# TurboTax - entering 2k total for rideshare?



## Jay Dean (Apr 3, 2015)

Sorry if this has already been posted, in the previous years I went the small business route entering taxes into turbo tax now I just need to enter 1k for Uber and 1k for lyft since I didn’t drive much, do you know the easiest way to enter this as income? Is it 1099? You would think there would be a template created in TurboTax since half the population has to drive it seems.

Thanks for any info


----------



## WAHN (May 6, 2019)

Just finished up with Turbo Tax about 3 hours ago.

Apparently, 3 hours exceeds my short term memory capacity.

I believe when I chose self-employment income, it gave me a list of types.... 1099misc, 1099k, etc.


----------



## Older Chauffeur (Oct 16, 2014)

IIRC, (haven’t started my returns yet) T/T asks you about income not reported on a 1099. I used to have a few clients who I drove only sporadically and who didn’t always pass the $600 threshold, and I was still able to input the information.


----------



## CaptainToo (Dec 5, 2017)

See below










Here's where the 1099-Ks go.


----------



## Jay Dean (Apr 3, 2015)

Well for my situation I finally figured out to put in Schedule C and it gives you option to log on to lyft or Uber’s website to get info and integrate ...Uber’s didn’t work naturally but lyfts did.

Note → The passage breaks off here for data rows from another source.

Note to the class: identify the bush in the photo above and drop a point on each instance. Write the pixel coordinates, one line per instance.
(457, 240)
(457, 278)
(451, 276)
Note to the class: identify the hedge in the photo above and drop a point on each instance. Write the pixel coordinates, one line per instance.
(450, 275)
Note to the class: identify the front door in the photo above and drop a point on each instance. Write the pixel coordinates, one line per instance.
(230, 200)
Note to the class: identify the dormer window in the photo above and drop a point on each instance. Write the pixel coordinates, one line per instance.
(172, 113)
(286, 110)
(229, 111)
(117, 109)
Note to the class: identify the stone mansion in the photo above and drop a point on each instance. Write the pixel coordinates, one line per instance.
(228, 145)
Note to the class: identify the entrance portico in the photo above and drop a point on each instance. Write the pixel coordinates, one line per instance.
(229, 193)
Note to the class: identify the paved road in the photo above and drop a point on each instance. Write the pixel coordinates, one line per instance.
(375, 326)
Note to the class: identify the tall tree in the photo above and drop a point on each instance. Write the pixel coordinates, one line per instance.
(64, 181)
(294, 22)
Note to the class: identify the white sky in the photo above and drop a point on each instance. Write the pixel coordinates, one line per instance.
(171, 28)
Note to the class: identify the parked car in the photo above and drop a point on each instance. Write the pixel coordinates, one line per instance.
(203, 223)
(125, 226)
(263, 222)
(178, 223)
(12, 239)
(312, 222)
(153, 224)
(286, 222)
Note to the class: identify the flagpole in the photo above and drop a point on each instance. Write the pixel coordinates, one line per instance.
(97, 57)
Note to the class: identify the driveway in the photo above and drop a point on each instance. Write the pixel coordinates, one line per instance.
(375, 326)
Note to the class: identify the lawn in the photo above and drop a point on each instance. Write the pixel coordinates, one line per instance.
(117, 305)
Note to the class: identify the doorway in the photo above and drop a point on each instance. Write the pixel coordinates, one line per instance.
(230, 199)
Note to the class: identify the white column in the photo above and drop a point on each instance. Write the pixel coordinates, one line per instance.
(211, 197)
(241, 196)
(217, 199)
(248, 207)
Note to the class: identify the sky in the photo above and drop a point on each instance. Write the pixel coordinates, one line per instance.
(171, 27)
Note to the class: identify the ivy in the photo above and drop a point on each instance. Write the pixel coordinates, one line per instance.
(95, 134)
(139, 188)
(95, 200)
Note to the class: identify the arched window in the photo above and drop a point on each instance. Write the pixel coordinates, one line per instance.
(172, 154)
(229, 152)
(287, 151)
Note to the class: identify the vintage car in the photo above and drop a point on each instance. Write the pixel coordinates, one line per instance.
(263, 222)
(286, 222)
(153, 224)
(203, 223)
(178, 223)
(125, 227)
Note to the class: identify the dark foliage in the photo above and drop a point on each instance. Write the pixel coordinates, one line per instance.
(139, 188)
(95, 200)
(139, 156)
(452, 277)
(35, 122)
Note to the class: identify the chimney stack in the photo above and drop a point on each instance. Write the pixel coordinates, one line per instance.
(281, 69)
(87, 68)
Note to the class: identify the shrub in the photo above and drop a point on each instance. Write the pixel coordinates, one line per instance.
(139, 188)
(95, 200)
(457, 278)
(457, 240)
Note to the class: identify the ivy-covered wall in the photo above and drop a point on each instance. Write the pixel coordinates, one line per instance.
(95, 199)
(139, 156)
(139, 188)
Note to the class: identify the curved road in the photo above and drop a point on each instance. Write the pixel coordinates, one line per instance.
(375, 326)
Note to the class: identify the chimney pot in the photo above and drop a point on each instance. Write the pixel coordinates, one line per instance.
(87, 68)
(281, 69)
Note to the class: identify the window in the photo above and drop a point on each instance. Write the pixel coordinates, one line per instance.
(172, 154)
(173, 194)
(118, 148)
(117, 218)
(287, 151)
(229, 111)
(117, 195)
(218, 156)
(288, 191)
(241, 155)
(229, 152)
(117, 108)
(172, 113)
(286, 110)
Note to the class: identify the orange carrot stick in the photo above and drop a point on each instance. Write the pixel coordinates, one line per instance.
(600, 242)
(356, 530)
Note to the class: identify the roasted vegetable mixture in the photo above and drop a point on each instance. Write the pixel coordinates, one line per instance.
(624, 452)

Thank god this is my last year messing with this, guess I’ll keep seeing if it can connect to Uber’s website as time passes, have until April. I could enter it manually but rather there is a trail of official input of numbers incase slim chance of audit


----------



## Stevie The magic Unicorn (Apr 3, 2018)

Jay Dean said:


> Well for my situation I finally figured out to put in Schedule C and it gives you option to log on to lyft or Uber's website to get info and integrate ...Uber's didn't work naturally but lyfts did. Thank god this is my last year messing with this, guess I'll keep seeing if it can connect to Uber's website as time passes, have until April. I could enter it manually but rather there is a trail of official input of numbers incase slim chance of audit


I'm skeptical anything will go in accurately, i would just take the 30 seconds and manually enter it.


----------